Source: Uncommon Reservations
- One characteristic of modern societal structure that has been teasing at the edge of my mind for a while is the poor match of our legal violence to the above hierarchy of needs.
- Nation states today have an army, for resolving issues of war. The also have a police force, for resolving issues of law-breaking.
- Neither of these forces is intended to function to resolve or resist breakdown in societal order.
- Moreover, application of either force to the maintenance of societal order is an entrenched taboo. One direction takes you to a police state, the other a military regime — both anathema to the Cathedral governed state.
- That such a force does not exist within a Cathedral state implies that such a force cannot coexist with a Cathedral state.

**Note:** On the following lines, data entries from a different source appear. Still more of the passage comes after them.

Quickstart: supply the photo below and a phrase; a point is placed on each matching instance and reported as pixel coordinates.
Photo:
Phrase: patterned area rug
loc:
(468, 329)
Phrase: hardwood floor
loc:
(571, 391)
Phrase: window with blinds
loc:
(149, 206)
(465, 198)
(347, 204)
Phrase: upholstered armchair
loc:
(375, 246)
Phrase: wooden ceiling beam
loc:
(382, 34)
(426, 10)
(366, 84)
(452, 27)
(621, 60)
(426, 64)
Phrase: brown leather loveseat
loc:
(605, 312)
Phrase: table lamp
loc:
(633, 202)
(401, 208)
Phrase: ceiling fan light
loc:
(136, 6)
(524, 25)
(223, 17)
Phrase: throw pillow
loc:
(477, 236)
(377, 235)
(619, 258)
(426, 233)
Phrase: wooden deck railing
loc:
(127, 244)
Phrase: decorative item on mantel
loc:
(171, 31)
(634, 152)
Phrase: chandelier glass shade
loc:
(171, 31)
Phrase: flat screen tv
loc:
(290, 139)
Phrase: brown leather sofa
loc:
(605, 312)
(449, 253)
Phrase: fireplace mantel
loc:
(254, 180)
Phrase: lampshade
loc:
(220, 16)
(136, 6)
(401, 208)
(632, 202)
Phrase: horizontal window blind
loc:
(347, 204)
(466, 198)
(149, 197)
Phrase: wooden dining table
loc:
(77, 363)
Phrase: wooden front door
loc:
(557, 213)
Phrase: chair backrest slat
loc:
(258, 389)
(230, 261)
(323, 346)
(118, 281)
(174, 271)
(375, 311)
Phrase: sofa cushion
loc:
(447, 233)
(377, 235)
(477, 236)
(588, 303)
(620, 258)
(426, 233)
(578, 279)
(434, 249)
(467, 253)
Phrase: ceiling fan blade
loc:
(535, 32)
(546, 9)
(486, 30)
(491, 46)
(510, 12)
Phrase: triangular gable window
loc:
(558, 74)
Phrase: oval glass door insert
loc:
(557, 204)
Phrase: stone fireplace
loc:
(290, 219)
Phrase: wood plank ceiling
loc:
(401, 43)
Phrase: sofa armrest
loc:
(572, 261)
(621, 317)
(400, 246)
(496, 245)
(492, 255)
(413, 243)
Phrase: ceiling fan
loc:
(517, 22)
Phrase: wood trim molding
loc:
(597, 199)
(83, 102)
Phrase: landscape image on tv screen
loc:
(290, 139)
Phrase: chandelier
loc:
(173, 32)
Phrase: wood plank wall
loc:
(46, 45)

- Were such a force to emerge organically, it would shortly be assaulted by the internal forces of the Cathedral state; first the police, then the army.

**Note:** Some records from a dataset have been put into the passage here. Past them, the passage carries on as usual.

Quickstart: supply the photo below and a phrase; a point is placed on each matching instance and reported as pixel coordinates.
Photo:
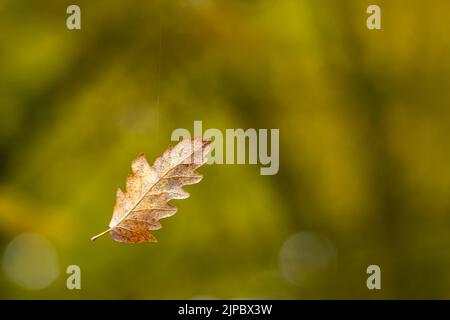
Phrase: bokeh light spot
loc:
(30, 261)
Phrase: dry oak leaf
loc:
(149, 188)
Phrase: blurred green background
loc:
(364, 122)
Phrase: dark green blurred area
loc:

- Were such a force to emerge at the instigation of an Outer party — even the notion of such a force — it would shortly be assaulted by the Cathedral directly.
- Were either to be victorious internally, I cannot see but that international sanctions and then war would result.

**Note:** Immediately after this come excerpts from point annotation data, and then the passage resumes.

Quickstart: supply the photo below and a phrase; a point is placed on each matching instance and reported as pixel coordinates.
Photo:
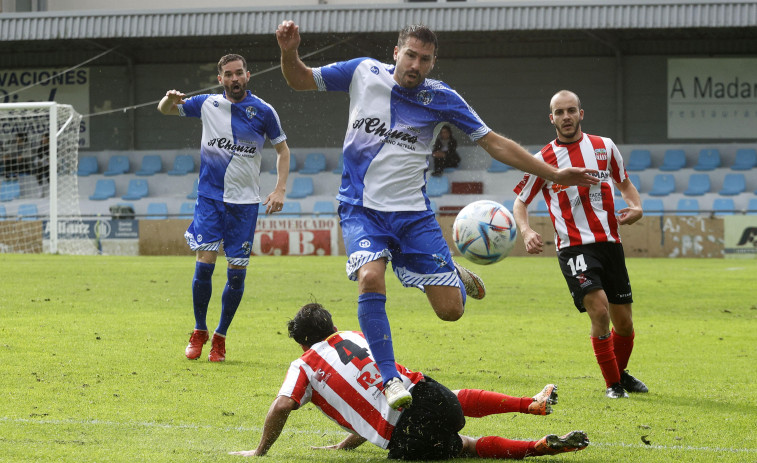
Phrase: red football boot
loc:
(218, 349)
(196, 341)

- The inverse of such forces should, and do, emerge organically due to the function of the Cathedral. Their empowerment, at the instigation of the Inner Party, accelerates the approach of the singularity.
The Order Force
- In non-Cathedral nations — in both time and place — forces that utilise legal violence to reinforce the existing order are and were present.
- Even in Cathedral nations, one doesn’t have to step too far back in history to discover these.
- In states without separation of powers, these forces were sometimes located under the auspices of the church, other times under the state directly, other times as times existing as mid-level powers outside of the sovereign’s direct control.
- Residual portions of these have been actively eliminated by the Cathedral.
- Any order force implicitly imposes atrocity; more so that is its primary function.
- An order force imposes community standards. This can step up from implicit pressure to conform, to explicit instruction to do so, to exemplary violence — neither condoned by nor hindered by the state, to state imposed violence, to exile or death.
- An order force actively resists any attempts to establish alternative orders. They are the response to both organised crime, and organised revolution.
The paradox
- Any community wishing to establish a basis that is non-Cathedral requires an order force.
- Any community wishing to co-exist with the Cathedral may not posses an order force.